Also Read| Sequences And Series Class 11 Notes

Benefits of NCERT Solutions for Class 11 Maths Chapter 9 Miscellaneous Exercise:-

  • There are 32 questions in the miscellaneous exercise chapter 9 Class 11 which you can try to solve by yourself.
  • You can use Class 11 Maths chapter 9 miscellaneous exercise solutions when you are finding it difficult to solve miscellaneous problems.
  • Class 11 Maths chapter 9 miscellaneous solutions are designed by subject matter experts in a detailed manner that could be understood by an average student also.

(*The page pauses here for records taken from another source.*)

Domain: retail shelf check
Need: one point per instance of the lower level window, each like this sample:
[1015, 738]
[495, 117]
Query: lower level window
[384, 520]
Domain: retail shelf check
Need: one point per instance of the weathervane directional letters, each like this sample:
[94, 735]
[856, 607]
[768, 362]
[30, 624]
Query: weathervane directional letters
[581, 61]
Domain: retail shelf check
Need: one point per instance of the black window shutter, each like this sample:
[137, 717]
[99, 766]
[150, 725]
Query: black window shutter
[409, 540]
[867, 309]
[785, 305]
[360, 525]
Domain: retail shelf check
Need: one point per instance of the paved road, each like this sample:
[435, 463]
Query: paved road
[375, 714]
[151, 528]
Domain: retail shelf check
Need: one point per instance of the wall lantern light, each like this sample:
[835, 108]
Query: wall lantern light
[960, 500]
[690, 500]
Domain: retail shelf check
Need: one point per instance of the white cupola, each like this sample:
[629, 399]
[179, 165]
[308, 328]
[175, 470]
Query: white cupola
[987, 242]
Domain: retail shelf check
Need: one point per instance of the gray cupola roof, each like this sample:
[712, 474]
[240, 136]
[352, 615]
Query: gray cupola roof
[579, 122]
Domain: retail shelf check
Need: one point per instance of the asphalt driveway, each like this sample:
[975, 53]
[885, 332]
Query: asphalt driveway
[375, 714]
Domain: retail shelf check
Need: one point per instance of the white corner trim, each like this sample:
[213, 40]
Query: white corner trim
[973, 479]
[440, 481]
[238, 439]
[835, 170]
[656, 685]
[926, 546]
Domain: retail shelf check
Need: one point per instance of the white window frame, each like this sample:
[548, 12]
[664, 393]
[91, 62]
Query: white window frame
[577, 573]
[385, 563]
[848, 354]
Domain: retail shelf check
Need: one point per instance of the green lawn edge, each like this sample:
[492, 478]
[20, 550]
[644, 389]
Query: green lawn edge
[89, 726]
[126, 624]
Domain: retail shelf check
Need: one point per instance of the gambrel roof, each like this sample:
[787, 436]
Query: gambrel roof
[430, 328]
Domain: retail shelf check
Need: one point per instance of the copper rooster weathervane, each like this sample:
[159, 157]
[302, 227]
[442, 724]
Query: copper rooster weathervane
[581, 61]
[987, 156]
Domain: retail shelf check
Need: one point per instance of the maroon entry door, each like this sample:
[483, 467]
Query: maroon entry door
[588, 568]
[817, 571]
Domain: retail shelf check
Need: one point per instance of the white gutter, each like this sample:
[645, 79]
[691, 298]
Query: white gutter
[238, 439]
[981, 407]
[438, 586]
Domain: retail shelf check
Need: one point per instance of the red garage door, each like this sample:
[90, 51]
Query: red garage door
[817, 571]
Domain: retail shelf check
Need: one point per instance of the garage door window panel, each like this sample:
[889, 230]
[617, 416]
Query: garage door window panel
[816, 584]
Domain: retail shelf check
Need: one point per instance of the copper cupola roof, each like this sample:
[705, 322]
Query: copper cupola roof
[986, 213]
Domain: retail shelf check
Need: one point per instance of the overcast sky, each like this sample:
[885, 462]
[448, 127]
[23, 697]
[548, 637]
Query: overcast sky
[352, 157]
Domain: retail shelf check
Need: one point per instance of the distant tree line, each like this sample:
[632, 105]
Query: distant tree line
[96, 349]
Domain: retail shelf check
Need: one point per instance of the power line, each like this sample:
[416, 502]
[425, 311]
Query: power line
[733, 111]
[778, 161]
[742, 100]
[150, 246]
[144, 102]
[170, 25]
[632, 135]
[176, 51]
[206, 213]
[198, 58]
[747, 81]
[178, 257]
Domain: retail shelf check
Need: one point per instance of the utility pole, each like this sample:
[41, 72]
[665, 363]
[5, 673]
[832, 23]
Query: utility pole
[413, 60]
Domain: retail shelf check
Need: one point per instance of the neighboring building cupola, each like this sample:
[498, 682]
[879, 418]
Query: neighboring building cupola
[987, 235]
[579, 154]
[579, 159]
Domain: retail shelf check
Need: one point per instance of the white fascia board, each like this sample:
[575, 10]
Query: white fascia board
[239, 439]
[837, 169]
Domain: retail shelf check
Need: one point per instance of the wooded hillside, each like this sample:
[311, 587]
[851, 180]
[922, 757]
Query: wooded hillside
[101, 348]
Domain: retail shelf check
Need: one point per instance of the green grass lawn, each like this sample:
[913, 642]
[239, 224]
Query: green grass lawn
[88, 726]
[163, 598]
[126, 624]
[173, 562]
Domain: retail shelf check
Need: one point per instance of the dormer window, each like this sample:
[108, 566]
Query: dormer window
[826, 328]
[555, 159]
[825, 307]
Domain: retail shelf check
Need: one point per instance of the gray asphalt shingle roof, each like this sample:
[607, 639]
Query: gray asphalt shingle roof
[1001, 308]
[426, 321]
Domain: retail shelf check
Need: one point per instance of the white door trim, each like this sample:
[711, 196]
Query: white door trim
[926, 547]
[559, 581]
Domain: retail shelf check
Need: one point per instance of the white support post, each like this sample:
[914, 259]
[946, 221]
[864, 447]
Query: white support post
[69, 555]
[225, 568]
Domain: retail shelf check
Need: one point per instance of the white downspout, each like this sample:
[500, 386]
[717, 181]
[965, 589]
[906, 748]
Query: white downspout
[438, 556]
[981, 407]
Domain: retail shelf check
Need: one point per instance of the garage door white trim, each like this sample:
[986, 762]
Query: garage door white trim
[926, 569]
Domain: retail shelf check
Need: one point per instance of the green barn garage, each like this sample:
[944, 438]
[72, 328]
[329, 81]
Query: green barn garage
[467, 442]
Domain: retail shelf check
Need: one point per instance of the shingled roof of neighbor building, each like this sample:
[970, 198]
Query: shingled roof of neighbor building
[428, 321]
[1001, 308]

Key Features of Class 11 Maths ch 9 Miscellaneous Exercise Solutions

  • Comprehensive Approach: The miscellaneous exercise class 11 chapter 9 offers a thorough explanation of topics, ensuring a well-rounded understanding of Sequences and Series.
  • Stepwise Clarity: Each problem in Class 11 maths miscellaneous exercise chapter 9 is solved with step-by-step solutions, facilitating a logical and clear progression of concepts for Class 11 students.
  • Accessible Language: The class 11 chapter 9 miscellaneous exercise solutions are presented in clear and concise language, making intricate mathematical concepts more accessible for students in Chapter 9 of Class 11 Maths.
  • Variety of Problems: The Miscellaneous Exercise in Class 11 Maths Chapter 9 provides a diverse range of problems, catering to different difficulty levels and scenarios, allowing for a comprehensive understanding.
  • Free PDF Access: Solutions for Chapter 9 of Class 11 Maths Miscellaneous Exercise are accessible in a free PDF format, providing students with easy access to study materials according to their convenience.

Also see-

NCERT Solutions of Class 11 Subject Wise

Subject Wise NCERT Exampler Solutions

Happy learning!!!

Frequently Asked Questions (FAQs)

1. What is the meaning of sequence ?

Sequence means an arrangement of numbers in a definite order according to some rule.

2. What is the meaning of finite sequence ?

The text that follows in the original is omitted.